Most of the Stata commands can be shortened. For example, instead of typing summarize, Stata will also accept gen. The help screen demonstrates for each command
how it can be abbreviated, by showing underlined letters in the syntax section of the help.
Stata syntax follows mostly the following basic structure:
Syntax:
[by varlist1:] command [varlist2] [=exp] [if] [in] [using filename] [, options]
where square brackets shows optional qualifiers.
example:
bysort gender: tabulate age if weight < 50, nolabel
A variable list (varlist) is a list of variable names with blanks in between. There are a number of shorthand conventions to reduce the amount of typing. For instance:
myvar Just one variable
myvar var1 var2 Three variables
myvar* All variables starting with myvar
*var All variables ending with var
my*var All variables starting with my and ending with var
my~var A single variable starting with my and ending with var
my?var All variables starting with my and ending with var with one other character between
myvar1-myvar6 myvar1, myvar2, ..., myvar6 (probably)

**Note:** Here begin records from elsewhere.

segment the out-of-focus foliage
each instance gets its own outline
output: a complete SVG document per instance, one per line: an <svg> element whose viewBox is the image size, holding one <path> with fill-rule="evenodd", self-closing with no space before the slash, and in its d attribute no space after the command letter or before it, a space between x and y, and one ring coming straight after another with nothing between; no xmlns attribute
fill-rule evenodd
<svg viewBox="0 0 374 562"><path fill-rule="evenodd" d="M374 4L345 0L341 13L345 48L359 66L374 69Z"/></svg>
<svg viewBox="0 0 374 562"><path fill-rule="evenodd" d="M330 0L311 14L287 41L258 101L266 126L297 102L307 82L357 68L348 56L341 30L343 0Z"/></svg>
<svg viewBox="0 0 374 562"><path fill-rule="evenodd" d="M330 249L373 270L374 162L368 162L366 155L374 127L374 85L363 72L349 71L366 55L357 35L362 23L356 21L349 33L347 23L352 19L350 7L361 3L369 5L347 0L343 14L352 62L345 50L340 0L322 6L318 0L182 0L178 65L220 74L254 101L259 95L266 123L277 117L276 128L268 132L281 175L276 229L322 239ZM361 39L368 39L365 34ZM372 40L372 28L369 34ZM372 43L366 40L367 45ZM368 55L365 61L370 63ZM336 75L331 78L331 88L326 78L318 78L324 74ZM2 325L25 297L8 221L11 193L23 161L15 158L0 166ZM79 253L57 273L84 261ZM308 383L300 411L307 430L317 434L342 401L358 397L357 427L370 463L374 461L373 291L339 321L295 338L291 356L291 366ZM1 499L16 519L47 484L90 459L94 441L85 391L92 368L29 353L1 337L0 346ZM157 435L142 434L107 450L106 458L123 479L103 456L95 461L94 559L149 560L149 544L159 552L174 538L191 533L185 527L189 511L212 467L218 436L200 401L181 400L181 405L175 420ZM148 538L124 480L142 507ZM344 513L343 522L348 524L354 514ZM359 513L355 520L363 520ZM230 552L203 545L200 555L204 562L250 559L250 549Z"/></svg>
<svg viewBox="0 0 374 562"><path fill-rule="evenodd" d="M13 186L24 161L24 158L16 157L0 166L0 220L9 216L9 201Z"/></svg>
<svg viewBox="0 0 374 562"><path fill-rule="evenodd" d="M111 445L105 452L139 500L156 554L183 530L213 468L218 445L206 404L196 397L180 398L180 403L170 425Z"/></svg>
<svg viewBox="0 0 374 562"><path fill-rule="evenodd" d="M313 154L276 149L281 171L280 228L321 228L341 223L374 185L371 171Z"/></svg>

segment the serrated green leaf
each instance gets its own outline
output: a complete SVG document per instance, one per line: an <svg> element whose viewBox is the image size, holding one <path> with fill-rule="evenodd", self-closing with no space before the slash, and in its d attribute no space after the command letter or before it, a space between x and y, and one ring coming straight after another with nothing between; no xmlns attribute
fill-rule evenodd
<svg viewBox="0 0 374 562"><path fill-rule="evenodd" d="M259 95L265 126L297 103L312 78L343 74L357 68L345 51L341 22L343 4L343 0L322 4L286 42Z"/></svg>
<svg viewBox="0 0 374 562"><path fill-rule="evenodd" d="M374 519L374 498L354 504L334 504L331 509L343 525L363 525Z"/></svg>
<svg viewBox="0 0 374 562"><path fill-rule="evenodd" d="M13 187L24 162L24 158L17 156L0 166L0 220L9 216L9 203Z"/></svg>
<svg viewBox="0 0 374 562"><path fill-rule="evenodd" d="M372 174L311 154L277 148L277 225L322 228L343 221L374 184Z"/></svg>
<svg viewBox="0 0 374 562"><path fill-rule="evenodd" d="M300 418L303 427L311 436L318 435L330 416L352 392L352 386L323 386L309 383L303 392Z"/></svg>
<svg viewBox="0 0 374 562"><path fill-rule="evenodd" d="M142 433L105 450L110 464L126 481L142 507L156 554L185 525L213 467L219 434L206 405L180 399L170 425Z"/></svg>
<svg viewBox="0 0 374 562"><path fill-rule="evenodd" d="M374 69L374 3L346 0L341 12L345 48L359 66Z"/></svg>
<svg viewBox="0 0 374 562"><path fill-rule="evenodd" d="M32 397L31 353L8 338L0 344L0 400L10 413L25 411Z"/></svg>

this-that All variables in the order of the variables window this through that
The * character indicates to match one or more characters. All variables matching the pattern are returned. The ~ character also indicates to match one or more characters, but unlike *, only one variable is allowed to match. If more than one variable match, an error message is returned. The ? character matches a single character. All variables matching the pattern are returned. The - character indicates that all variables in the dataset, starting with the variable to the left of the - and ending with the variable to the right of the – are to be returned. Any command that takes varlist understands the keyword _all to mean all variables. Some commands are using all variables by default if none are specified (e.g., summarize shows summary statistics for all variables, and is equivalent to summarize _all).